Nuclear submarines for Australia are an extraordinarily expensive means of further subordinating the nation to foreign powers.
It is unfortunate that Australia is so determined to make itself an adversary of Beijing, but if we are to be adversaries, one expects that Beijing is grateful that our defence acquisition apparatus is so incompetent, able to dispose of vast sums of money while acquiring very little in the way of relevant warfighting capabilities.
That has become Washington's default strategy to acquire "allies," that is, instigate troubles around the targeted client state, create security dependency with sales of armament and security alliance. This kind of security embrace inevitably triggers backlash from the presumed adversary, and the cycle repeats. It's proven to be extremely difficult to get out of the embrace.
Of course, it's not all Washington's fault, the client state usually has its own faults and weakness.
India has been staying neural and non-aligned for decades, but has now gradually embedded into QUAD and Washington's security trap. It actually hasn't benefited much from this tilt so far and I doubted it'll improve its strategic plight in its neighborhood. If anything, it's getting worse. It could have stayed neural and leveraged that position to reap benefits. In contrast, Vietnam has done a marvelous job to keep equidistance between the US and China. The results have shown.
Two rather peculiar examples are Australia and Lithuania.

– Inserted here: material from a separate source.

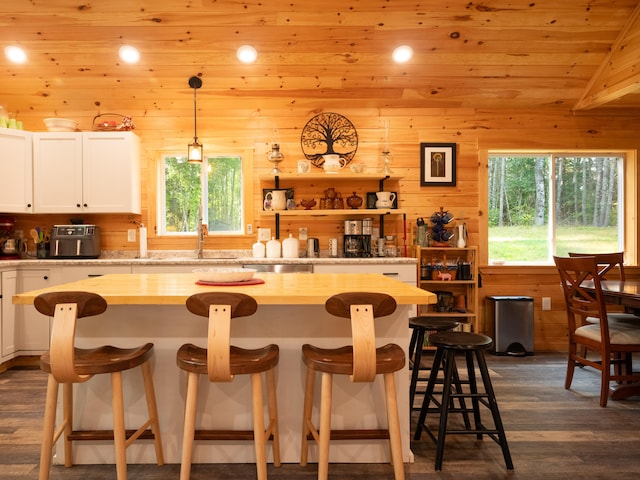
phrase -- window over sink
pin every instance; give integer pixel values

Lithuania is a tiny country with less than 3 million population, tens of thousands of miles away from China, and doesn't even have much trade with China. Yet it is challenging China on her most sensitive issue and core interest: Taiwan. And its foreign minister is visiting Washington now to "build an alliance against China."
What Lithuania has done is laughable, but it at least has some logic behind it. Maybe using China as a strawman enemy to curry favor with Washington. Since it is so far from China and doesn't have much connections with China. It figures that it wouldn't get hurt or lose much.
Australia, on the other hand, has become a benchmark of stupidity within some circle. It's benefited so enormously from China's growth and trade. It hasn't had experienced a recession over a quarter century largely because of China before the pandemic. All it does is to sell mostly dirt, that is, it doesn't even have to worry about selling or transferring technologies to the Chinese, unlike, say, the US or Germany. Not that Australia has much technology to sell to begin with. Besides, Australia is so far from China, there is no territorial disputes, no security threat, no historical animosity. In short, it's hard to think of another country that has benefited so much, so one-sided, so cleanly from the rise of China.
Yet Australia has successfully turned China into its public enemy #1. In return, Australia has probably gained the status of China's enemy in the long haul and there will probably be blowbacks in the years ahead. And now, Australia has started to feel some real security threat, such that it is on track to spend heavily on expensive imported toys and throw itself ever more tightly into Washington's security embrace.
It doesn't have to be that way, but it's getting harder to get out of that trap with every step it's taken.